Why Collaborate with Cuelebre
- Customer was having a problem to secure multi lingual datasets from
different part of the internal and external government agency and
analyse it to predict the JOB market gap and to do recommendation
career path. - We at Cuelebre provided a team to support both development of ETL
jobs and setting up their Data Lake platform in on-premises
environment using cloudera data platform.
Challenges/Hidden Anomalies
There are lot of challenges the team was facing while setting up the Cloudera
data platform and building the data lake pipelines to secure more than 40+
sources from internal and external government agency to predict JOB market.
Problems like:
- Multi language data sets to be analysed due to immigrants.
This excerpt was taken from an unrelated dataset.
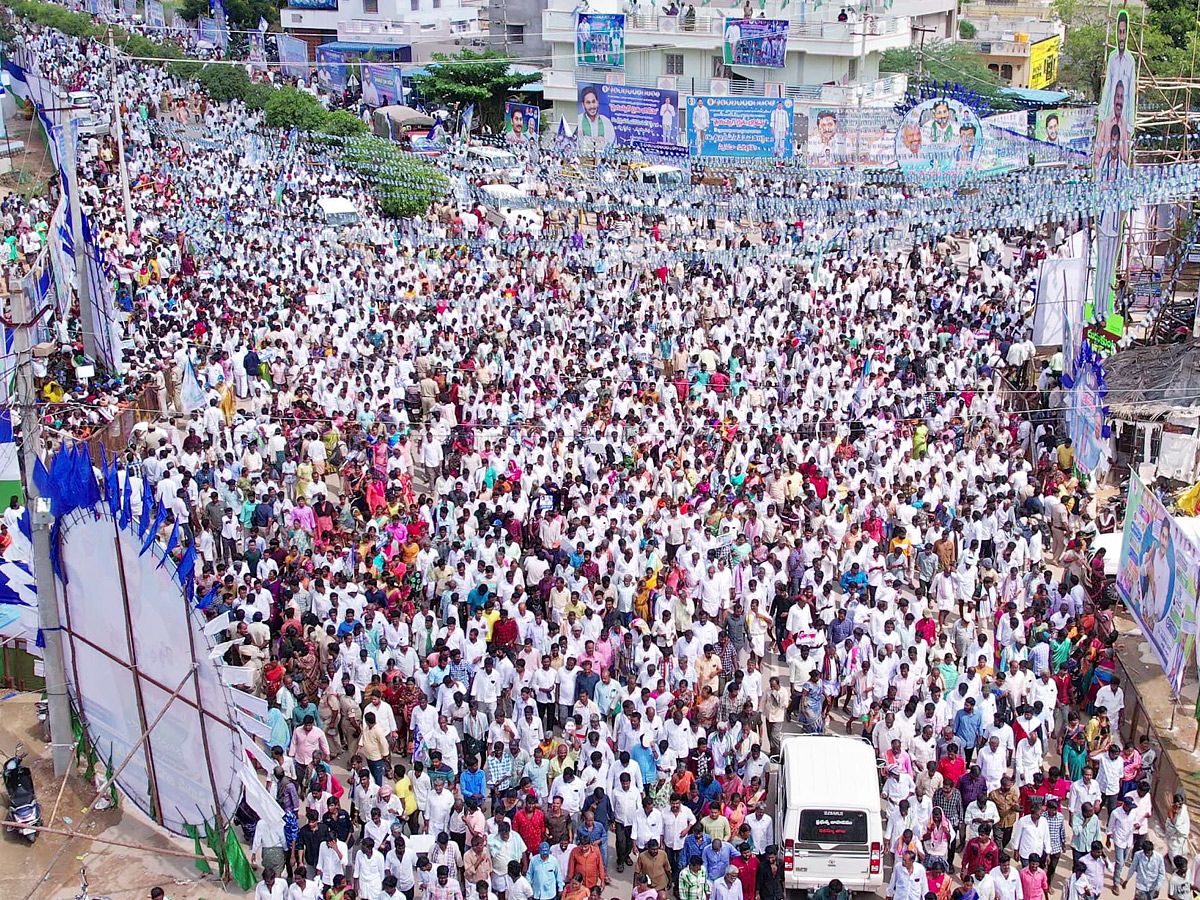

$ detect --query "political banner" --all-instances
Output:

- Legacy data sets which doesn’t integrate out of the box with data lake.
- Due to privacy reasons lot of law and regulation on the data and platform which need a re-installation.
- Different type and frequency of datasets from different source systems.
- Lot of manual processing of data sets by existing team.
Domain Handling Walkthrough
- Cuelebre suggested to re-build the existing platform from Hortonwork
to Cloudera data platform to fulfil the existing installation issue and to
address the legal obligations. - We also recommended and build a utility in Spark + Delta lake
concepts to load and ingest different data pipelines.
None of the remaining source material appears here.